How Risks are Defined
What does the bill mean by “undue or unacceptable risk? It enumerates four criteria. The technology could be used for:
- Sabotage or subversion of the design, integrity, manufacturing, production, distribution, installation, operation, or maintenance of information and communications technology products and services in the United States;
- Catastrophic effects on the security or resilience of the critical infrastructure or digital economy of the United States;
- Interfering in, or altering the result or reported result of a Federal election, as determined in coordination with the Attorney General, the Director of National Intelligence, the Secretary of Treasury, and the Federal Election Commission; or
- Coercive or criminal activities … that are designed to undermine democratic processes and institutions or steer policy and regulatory decisions in favor of the strategic objectives of a foreign adversary
That actually seems like a pretty good set of benchmarks for defining national security threats. There are two major problems, however. First, there is an additional criterion:
- Otherwise poses an undue or unacceptable risk to the national security of the United States or the safety of United States persons.”
That last criterion is a tautological blank check. It means, literally, that any ICT product or service can be deemed an undue or unacceptable risk because…it poses an undue or unacceptable risk. Given the lack of any review, transparency or due process, Commerce can do whatever they like. The second problem is that the risk assessment is entirely conjectural. It refers only to what is possible, not to what has happened or is likely to happen. That is, there need be no demonstration or evidence that the product is being used for sabotage, subversion, etc., only that it might be. And that can be true of virtually any ICT.
This is not how you do cybersecurity
In their PR materials touting the bill, the Senators mention Huawei, TikTok, and Kaspersky as symptoms of the cybersecurity problems they are trying to solve. But as a matter of fact, no sabotage, no espionage, no compromise of critical infrastructure, no undermining of democratic processes has ever been attributed to any of those entities.

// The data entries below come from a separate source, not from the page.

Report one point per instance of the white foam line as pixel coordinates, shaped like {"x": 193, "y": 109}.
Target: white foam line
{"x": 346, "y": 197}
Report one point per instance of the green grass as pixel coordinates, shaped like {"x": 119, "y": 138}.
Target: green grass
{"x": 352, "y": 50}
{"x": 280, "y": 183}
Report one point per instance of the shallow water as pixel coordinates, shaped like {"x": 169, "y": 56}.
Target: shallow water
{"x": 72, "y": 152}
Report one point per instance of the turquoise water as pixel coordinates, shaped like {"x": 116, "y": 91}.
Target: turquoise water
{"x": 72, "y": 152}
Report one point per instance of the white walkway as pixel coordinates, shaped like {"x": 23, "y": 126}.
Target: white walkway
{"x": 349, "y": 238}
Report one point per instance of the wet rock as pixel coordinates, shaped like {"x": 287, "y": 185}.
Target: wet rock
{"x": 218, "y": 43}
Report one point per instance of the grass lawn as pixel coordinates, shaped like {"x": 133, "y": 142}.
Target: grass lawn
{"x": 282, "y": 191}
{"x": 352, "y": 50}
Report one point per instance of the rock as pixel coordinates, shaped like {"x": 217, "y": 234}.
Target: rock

By the same token, dozens of acts of sabotage, espionage, and influence operations have been done by adversarial agents using networks, devices, and software that were domestically owned. There is simply no reliable correlation between serious cybersecurity incidents and foreign-owned entities participating in U.S. markets.
Why are we running the CCP playbook?
Whether it is Donald Trump’s 2020 attempt to ban foreign apps or the new RESTRICT Act, U.S. responses to China are imitating the methods and goals of the Chinese Communist Party. This is self-defeating. American pre-eminence in ICT markets is based on a globalized division of labor, free flows of capital, and competitive, open markets. Instead of playing to those strengths, we are imitating the Chinese Great Firewall (Trump‘s app bans), imitating Chinese data localization measures (Project Texas) and now, imitating China’s Cybersecurity Act. We are also imitating Chinese rule of law: the RESTRICT Act gives sweeping arbitrary powers to the U.S. Secretary of Commerce and the President to decide whether any foreign entity poses a risk, and then systematically insulates those powers from accountability, due process, transparency and judicial review. It’s as if the legislators are trying to recreate the Cyberspace Administration of China on Connecticut Avenue.